Even as the suburbs lean more Democratic than in the past, recent examples of white liberal NIMBYism prove that Trump knows precisely which anti-Black buttons to push. In Silver Spring, Md., as local officials consider proposals to eliminate exclusionary zoning policies that prevent more affordable housing from being built, residents have staged protests and taken to social media to register bitter complaints. (“I doubt that any of my neighbors want to stop living in their single family homes because an academic has told them it’s racist to own a house with a large yard,” one poster wrote.) Last year a group of wealthy homeowners in San Francisco launched a GoFundMe campaign to pay the costs of waging a court battle against a homeless services center slated to be built in their neighborhood. In Maplewood, N.J.—where, according to The New York Times, Black Lives Matter signs are a common lawn adornment—a group of Black parents had to file a lawsuit in 2018 to force the desegregation of district public schools. And in New York City, after learning their children would be rezoned to a majority African American school, white parents publicly worried about the danger posed by Black elementary schoolkids. The rezoning went forward as planned, but most of the white kids never made the transfer, presumably because their parents sought whiter learning environs.

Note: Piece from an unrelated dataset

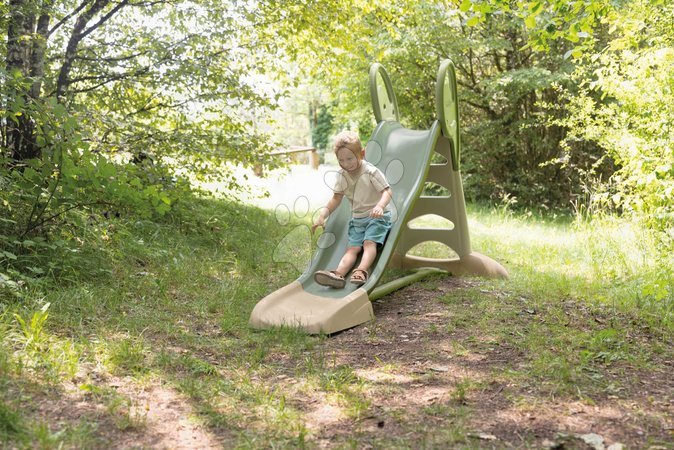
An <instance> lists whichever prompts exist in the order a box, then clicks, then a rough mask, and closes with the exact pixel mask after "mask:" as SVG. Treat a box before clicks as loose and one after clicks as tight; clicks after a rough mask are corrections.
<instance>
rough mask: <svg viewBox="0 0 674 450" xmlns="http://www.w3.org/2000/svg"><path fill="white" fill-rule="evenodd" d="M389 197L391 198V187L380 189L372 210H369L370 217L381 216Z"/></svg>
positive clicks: (387, 203) (382, 212) (385, 205)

These examples of liberal white racism are further borne out by data. In a 2009 study, researchers found white people indicated that, compared with integrated and all-Black neighborhoods, “all-white neighborhoods were most desirable.” A report from Harvard published this January noted, “Despite parents’ espoused support for integration, in districts where parents are actually given greater opportunities to choose schools, schools appear to become more segregated.” The authors concluded that “many White, advantaged parents appear to determine school quality by how many other White, advantaged parents send their child to a school, without doing the legwork to determine what schools in a district are actually high-quality and a good fit for their child.” Another report released early this year determined that “the 12 most politically progressive cities in the U.S. have significantly larger achievement gaps [between Black and white students] in reading, math and high school graduation than the 12 most politically conservative cities.” Among those deeply blue places with the highest Black-white proficiency gaps are San Francisco, Seattle, Oakland, Portland, and Washington.
The vast Black-white disparities in housing and education are the stuff that America’s systemic racial inequalities are founded on, and unsurprisingly, they remain the areas where white folks of all political stripes have been most loath to upset the status quo. Housing determines nearly every aspect of our lives, from the resources available in our public schools to the quality of our streets and the accessibility of public transportation. The community we call home is tied to the very air we breathe, which, because of decades of anti-Black racism, is hotter and dirtier in African American neighborhoods. It’s easy for white liberals to call for more Black inclusion in the abstract—or to plant lawn signage that makes the bare-minimum recognition of Black lives as fully human—but to fall quiet when the specific location sought is the house next door. And while historian Richard Rothstein said that racial segregation has undoubtedly been expertly driven “by racially explicit federal, state and local policy, without which private actions of prejudice or discrimination would not have been very effective,” individual acts of anti-Black bias also deserve recognition for the ongoing role they play in maintaining white supremacy.
Trump isn’t clever enough to come up with a strategy to exploit racist fears on his own; he’s just following a successful tradition in American politics. But there is some evidence that the tide is turning. In a few cities around the country, there are bills pending to end exclusionary zoning and allow communities to create affordable housing in places where it had been prohibited by legislation or pricing. (In fact, Minneapolis scrapped single-family zoning last year, and Oregon made big changes of the same kind.) The response to those proposals will reveal whether white liberals’ professed commitment to dismantling white supremacy—stated loudly and often in our streets and social media feeds as of late—are genuine or just a veiled desire to get back to the sort of normalcy that keeps whiteness in power regardless of who’s in the White House.